Does LINQ cache computed values?

G

2

7

Suppose I have the following code:

var X = XElement.Parse (@"
    <ROOT>
        <MUL v='2' />
        <MUL v='3' />
    </ROOT>
");
Enumerable.Range (1, 100)
    .Select (s => X.Elements ()
        .Select (t => Int32.Parse (t.Attribute ("v").Value))
        .Aggregate (s, (t, u) => t * u)
    )
    .ToList ()
    .ForEach (s => Console.WriteLine (s));

What is the .NET runtime actually doing here? Is it parsing and converting the attributes to integers each of the 100 times, or is it smart enough to figure out that it should cache the parsed values and not repeat the computation for each element in the range?

Moreover, how would I go about figuring out something like this myself?

Thanks in advance for your help.

Griseofulvin answered 25/4, 2012 at 1:56 Comment(2)

"how would I go about figuring out something like this myself" - the best shot is to study the IL that's generated out of this code. – Spectatress 25/4, 2012 at 1:59

You could set a debugger breakpoint on the Parse() method and see how often it hits. – Monarchism 25/4, 2012 at 2:39

M

2

It has been a while since I dug through this code but, IIRC, the way Select works is to simply cache the Func you supply it and run it on the source collection one at a time. So, for each element in the outer range, it will run the inner Select/Aggregate sequence as if it were the first time. There isn't any built-in caching going on -- you would have to implement that yourself in the expressions.

If you wanted to figure this out yourself, you've got three basic options:

Compile the code and use ildasm to view the IL; it's the most accurate but, especially with lambdas and closures, what you get from IL may look nothing like what you put into the C# compiler.
Use something like dotPeek to decompile System.Linq.dll into C#; again, what you get out of these kinds of tools may only approximately resemble the original source code, but at least it will be C# (and dotPeek in particular does a pretty good job, and is free.)
My personal preference - download the .NET 4.0 Reference Source and look for yourself; this is what it's for :) You have to just trust MS that the reference source matches the actual source used to produce the binaries, but I don't see any good reason to doubt them.
As pointed out by @AllonGuralnek you can set breakpoints on specific lambda expressions within a single line; put your cursor somewhere inside the body of the lambda and press F9 and it will breakpoint just the lambda. (If you do it wrong, it will highlight the entire line in the breakpoint color; if you do it right, it will just highlight the lambda.)

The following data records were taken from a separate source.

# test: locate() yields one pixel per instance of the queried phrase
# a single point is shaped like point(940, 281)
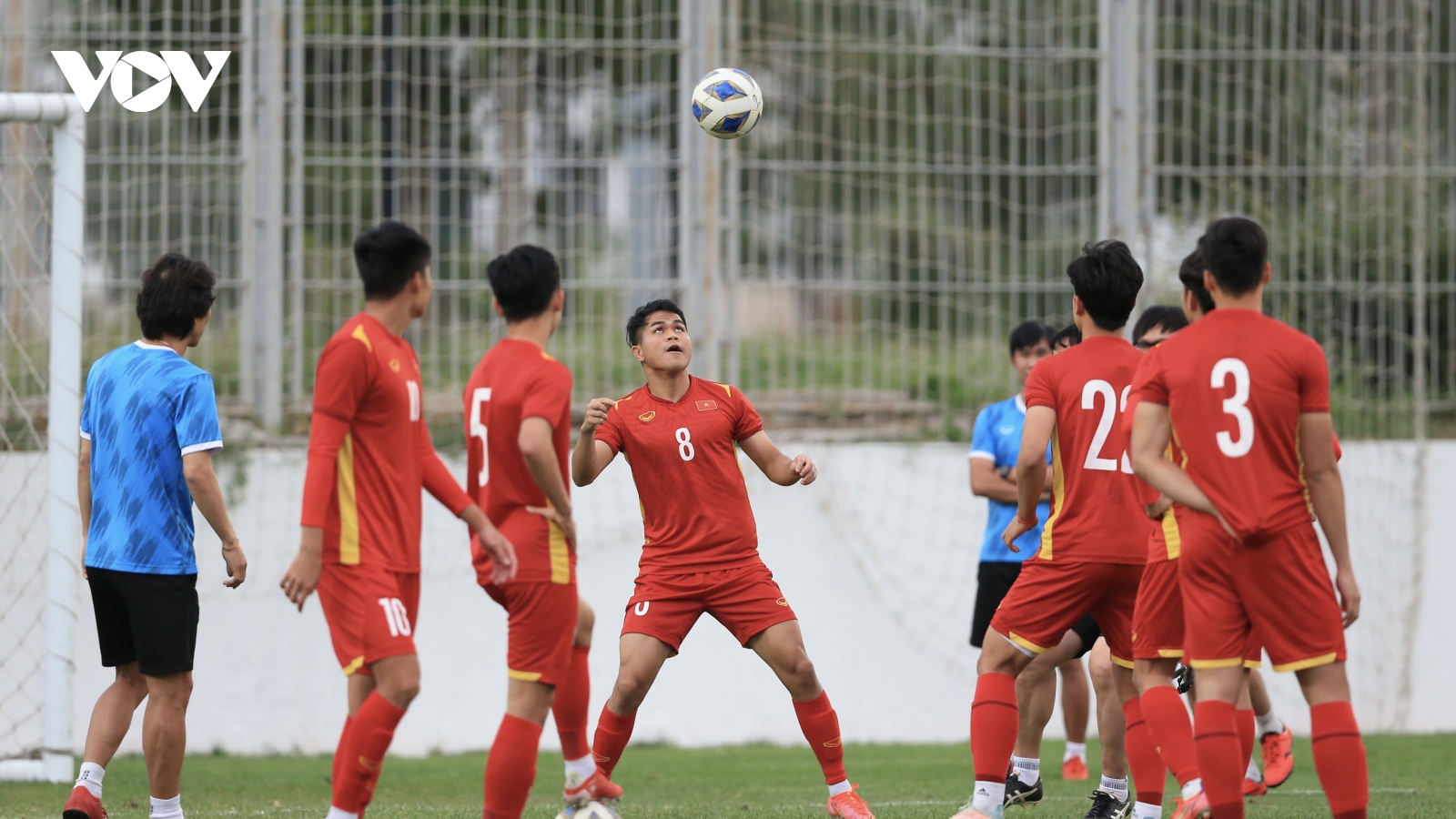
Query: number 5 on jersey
point(478, 399)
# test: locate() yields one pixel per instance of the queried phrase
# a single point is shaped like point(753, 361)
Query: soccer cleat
point(1194, 807)
point(967, 812)
point(1021, 793)
point(1279, 756)
point(1107, 806)
point(849, 804)
point(1254, 787)
point(82, 804)
point(596, 789)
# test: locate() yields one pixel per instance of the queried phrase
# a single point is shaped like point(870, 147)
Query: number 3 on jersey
point(1237, 405)
point(478, 399)
point(1110, 409)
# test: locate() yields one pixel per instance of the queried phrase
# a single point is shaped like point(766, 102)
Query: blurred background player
point(1254, 482)
point(517, 421)
point(701, 552)
point(1092, 545)
point(995, 446)
point(137, 552)
point(369, 458)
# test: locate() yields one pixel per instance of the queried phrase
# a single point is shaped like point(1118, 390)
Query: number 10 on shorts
point(395, 615)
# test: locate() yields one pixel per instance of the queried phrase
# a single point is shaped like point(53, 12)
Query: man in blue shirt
point(149, 428)
point(995, 446)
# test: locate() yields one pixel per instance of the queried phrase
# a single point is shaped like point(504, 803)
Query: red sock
point(510, 770)
point(613, 733)
point(339, 749)
point(1247, 726)
point(1216, 743)
point(1340, 760)
point(570, 705)
point(1148, 767)
point(369, 738)
point(994, 726)
point(1171, 731)
point(820, 726)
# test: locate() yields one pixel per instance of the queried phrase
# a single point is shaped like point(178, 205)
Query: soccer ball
point(727, 102)
point(590, 811)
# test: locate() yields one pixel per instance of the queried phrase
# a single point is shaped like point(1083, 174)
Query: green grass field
point(1412, 777)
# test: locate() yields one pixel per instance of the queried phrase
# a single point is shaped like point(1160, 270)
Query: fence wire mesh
point(919, 179)
point(25, 239)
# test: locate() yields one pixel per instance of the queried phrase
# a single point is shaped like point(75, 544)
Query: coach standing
point(149, 428)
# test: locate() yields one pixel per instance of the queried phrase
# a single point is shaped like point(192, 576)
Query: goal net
point(41, 212)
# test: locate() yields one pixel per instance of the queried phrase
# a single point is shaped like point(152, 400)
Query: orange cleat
point(82, 804)
point(1194, 807)
point(596, 789)
point(1075, 770)
point(1279, 756)
point(849, 804)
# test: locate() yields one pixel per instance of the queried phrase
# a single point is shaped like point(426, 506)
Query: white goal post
point(67, 121)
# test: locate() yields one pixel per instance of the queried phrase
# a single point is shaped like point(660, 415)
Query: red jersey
point(513, 382)
point(1235, 385)
point(684, 464)
point(370, 452)
point(1097, 504)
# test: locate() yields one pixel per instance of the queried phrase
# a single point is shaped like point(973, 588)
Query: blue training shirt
point(997, 439)
point(146, 407)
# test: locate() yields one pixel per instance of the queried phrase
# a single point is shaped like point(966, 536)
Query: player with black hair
point(701, 552)
point(517, 423)
point(1091, 552)
point(369, 458)
point(149, 429)
point(1249, 398)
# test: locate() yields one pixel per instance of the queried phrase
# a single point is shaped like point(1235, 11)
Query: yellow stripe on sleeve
point(349, 504)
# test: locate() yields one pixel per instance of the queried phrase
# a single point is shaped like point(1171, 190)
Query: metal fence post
point(1118, 121)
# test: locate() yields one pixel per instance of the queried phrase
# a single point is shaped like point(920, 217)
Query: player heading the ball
point(701, 551)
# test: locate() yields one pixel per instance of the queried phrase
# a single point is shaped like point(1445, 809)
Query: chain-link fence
point(921, 177)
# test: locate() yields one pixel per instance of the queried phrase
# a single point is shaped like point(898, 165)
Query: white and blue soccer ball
point(590, 811)
point(727, 102)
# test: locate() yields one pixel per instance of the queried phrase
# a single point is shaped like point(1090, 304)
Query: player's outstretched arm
point(775, 465)
point(1031, 471)
point(207, 494)
point(590, 457)
point(1152, 430)
point(84, 496)
point(1327, 496)
point(539, 453)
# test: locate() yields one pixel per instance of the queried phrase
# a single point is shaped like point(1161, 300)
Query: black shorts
point(149, 620)
point(1088, 630)
point(994, 581)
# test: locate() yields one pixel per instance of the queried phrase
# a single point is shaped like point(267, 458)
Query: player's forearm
point(207, 494)
point(1030, 479)
point(1327, 496)
point(546, 472)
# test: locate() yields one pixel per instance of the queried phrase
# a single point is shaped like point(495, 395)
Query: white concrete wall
point(878, 560)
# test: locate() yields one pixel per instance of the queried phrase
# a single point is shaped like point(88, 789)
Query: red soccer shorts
point(1278, 593)
point(1052, 595)
point(370, 612)
point(542, 625)
point(744, 599)
point(1158, 624)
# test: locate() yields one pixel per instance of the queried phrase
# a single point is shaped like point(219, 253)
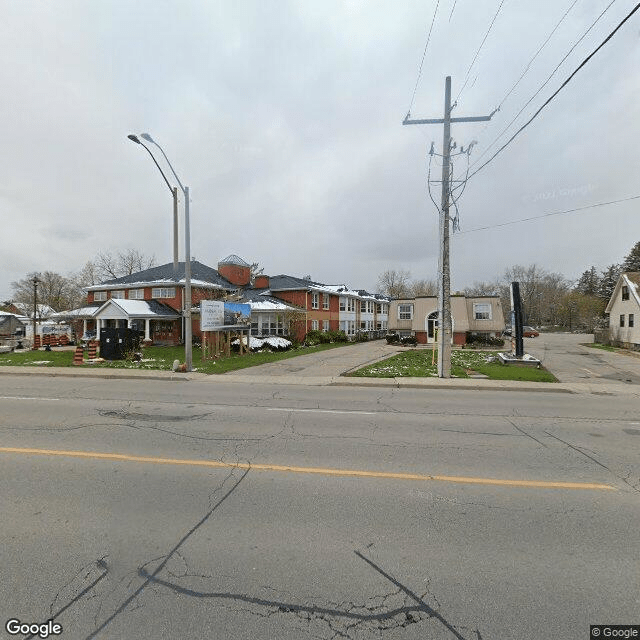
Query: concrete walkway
point(610, 373)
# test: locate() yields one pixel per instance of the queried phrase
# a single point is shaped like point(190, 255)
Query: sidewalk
point(440, 384)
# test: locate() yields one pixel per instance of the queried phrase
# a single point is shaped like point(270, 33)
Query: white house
point(624, 311)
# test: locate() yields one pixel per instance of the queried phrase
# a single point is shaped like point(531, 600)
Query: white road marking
point(28, 398)
point(360, 413)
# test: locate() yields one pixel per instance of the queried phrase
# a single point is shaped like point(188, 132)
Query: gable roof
point(234, 259)
point(632, 280)
point(139, 308)
point(201, 275)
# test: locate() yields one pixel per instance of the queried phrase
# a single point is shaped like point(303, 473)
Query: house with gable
point(624, 311)
point(151, 301)
point(481, 315)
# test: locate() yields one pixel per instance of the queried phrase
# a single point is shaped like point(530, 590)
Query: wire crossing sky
point(283, 120)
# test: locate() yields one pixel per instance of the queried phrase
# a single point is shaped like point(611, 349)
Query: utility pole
point(444, 276)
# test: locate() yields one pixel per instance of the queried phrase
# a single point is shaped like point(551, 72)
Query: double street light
point(188, 350)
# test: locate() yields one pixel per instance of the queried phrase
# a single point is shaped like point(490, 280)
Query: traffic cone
point(78, 357)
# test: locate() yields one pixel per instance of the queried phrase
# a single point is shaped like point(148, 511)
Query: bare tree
point(54, 290)
point(423, 288)
point(108, 266)
point(394, 284)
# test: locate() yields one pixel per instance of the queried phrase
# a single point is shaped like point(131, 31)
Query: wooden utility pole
point(444, 276)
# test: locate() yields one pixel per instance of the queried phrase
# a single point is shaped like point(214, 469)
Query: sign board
point(211, 314)
point(236, 313)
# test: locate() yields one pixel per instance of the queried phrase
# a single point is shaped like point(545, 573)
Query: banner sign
point(215, 314)
point(211, 314)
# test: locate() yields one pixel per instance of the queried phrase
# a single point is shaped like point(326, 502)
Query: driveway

Might answered 25/4, 2012 at 2:43 Comment(5)

4. Put your cursor after the => and press F9. That'll put a breakpoint inside the lambda and break when it reaches it. Repeat for each lambda and you get a nice trace of what is called when. – Sabayon 25/4, 2012 at 9:23

@AllonGuralnek that's a good point, I tend to forget about breakpointing lambdas because I usually use the mouse to set them :) – Might 25/4, 2012 at 14:25

Thanks a lot for the tip about putting breakpoints by hitting F9. Until now, I had always re-written the code to use a return statement on a different line, and then put a breakpoint there. Your method will save me a lot of time. – Griseofulvin 25/4, 2012 at 17:2

@Shredderroy, Michel: Yep, it's a feature that has a mouse discoverability issue. Michel, as for your notes about positioning your cursor, VS isn't actually that picky. You can place the cursor anywhere between the => and the end of the lambda to get the right position (basically anywhere in the lambda body). In fact, since a lambda is compiled to just a method, you can set a breakpoint at any one of its statements by placing the cursor on one them and hitting F9, though typically lambdas only have a single statement or expression. – Sabayon 26/4, 2012 at 18:24

Yes, you're right; the problem I was having was if the cursor was at the ^ here: =>^ Int32.Parse then it's "outside" the lambda, but if it's here: => ^Int32.Parse then it's "inside". but I got it eventually :) – Might 26/4, 2012 at 21:36

I

4

LINQ and IEnumerable<T> is pull based. This means that the predicates and actions that are part of the LINQ statement in general are not executed until values are pulled. Furthermore the predicates and actions will execute each time values are pulled (e.g. there is no secret caching going on).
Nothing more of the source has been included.